Praising the new members of the Republican Party at the induction ceremony, Governor Tate Reeves remarked, “We are in a scenario in this country where you can choose to be a member of the party led by Donald J. Trump or you can choose to be a member of the socialist Democratic party led by Bernie Sanders.” In a state this deeply red, the deep divisions between the two major parties at the national level foreshadow a bleak future for Democrats competing in Mississippi’s local elections.
Although President Trump’s approval rating in Mississippi has dropped 20% since his inauguration, he still maintains a 55% approval rating in the state and a 91% approval rating with all rural voters nationwide. If these newly elected officials are primarily concerned about reelection, then they likely made the right choice in joining the GOP bandwagon.
However, this pragmatic choice seems to contradict the conservative label that these party-switchers claim. Conservatives are more likely than liberals to emphasize loyalty as one of their foundational values. Jonathan Haidt, a social psychologist at the New York University Stern School of Business, finds that conservatives are less likely than liberals to compromise these moral foundations, even when offered large sums of money. Why, then, would the GOP be so excited to welcome turn-coats into their party? Maybe loyalty is not valuable in and of itself. Perhaps, loyalty is only desirable when it benefits us directly.
I should be clear: I have no problem with a politician changing parties. I will never advocate blind party loyalty. If a politician finds that her party no longer aligns with her personal beliefs, she should change to the party that better represents her ideology. However, this change in party affiliation should take place before the election cycle. To only use the Democratic label to achieve electoral victory is misleading at best and fraudulent at worst.

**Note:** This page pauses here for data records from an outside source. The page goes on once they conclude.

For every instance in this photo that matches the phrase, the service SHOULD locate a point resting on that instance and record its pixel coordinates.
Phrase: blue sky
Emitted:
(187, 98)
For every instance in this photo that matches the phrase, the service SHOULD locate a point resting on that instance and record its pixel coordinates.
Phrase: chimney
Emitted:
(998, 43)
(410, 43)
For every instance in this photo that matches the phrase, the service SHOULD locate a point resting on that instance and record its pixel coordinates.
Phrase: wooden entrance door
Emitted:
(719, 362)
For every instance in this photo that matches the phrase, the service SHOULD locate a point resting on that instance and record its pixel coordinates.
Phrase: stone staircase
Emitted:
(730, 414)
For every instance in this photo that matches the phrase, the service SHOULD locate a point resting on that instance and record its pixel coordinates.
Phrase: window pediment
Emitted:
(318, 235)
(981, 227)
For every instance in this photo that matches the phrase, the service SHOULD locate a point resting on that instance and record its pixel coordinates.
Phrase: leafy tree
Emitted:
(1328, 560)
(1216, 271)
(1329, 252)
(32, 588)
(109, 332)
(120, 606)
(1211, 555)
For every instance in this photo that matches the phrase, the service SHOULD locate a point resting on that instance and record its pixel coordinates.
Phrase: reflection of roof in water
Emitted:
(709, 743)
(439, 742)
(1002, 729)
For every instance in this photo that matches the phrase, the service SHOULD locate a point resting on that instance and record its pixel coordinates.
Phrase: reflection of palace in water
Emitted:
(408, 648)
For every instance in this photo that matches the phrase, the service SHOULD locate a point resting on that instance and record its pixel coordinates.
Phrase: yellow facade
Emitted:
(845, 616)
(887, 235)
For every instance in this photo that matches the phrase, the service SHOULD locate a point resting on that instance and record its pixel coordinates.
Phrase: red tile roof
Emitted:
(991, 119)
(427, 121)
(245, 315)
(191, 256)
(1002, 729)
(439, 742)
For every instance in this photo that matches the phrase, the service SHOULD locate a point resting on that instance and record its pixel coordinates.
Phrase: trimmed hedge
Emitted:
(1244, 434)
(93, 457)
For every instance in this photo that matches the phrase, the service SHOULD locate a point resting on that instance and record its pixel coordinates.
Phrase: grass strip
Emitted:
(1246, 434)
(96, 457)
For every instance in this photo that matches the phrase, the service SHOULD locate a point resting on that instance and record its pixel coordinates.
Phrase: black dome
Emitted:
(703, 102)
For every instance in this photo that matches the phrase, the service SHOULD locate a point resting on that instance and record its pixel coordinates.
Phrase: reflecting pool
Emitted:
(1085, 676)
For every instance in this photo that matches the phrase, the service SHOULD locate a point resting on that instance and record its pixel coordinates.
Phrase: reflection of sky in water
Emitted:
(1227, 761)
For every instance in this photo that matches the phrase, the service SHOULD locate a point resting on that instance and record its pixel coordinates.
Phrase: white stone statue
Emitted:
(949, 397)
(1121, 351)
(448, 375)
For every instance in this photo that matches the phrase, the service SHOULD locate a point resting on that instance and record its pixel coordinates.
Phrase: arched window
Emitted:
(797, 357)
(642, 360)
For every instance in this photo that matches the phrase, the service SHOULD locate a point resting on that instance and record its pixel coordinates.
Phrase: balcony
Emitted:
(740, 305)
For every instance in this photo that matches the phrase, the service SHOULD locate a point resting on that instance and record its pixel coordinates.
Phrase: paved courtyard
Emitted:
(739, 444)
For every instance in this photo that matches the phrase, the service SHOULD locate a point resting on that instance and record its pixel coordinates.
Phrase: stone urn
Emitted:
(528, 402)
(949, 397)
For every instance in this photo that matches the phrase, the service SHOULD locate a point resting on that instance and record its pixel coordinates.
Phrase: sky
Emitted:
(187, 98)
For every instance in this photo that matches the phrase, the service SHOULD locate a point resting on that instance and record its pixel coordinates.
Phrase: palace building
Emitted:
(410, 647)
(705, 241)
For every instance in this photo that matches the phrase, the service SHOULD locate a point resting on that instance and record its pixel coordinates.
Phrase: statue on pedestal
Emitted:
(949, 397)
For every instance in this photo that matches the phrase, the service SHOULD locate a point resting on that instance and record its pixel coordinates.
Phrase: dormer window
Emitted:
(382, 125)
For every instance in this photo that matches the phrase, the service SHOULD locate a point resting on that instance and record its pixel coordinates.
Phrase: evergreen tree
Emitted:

These eight politicians may be following their personal convictions in changing parties, but it seems unlikely to me that they just now discovered that the Republican Party is more conservative than the Democratic Party. Most students who complete a basic government course are privy to this bit of trivia. Instead, these officials asked for the support of Democratic and independent voters, who in good faith believed they were supporting a candidate who shared their party identification and policy preferences, only to abandon these constituents after taking office. Regardless of partisanship, I think that all Mississippians should be able to see this as a gross violation of voters’ trust.
Amy Cain is a senior philosophy and political science major from Southaven.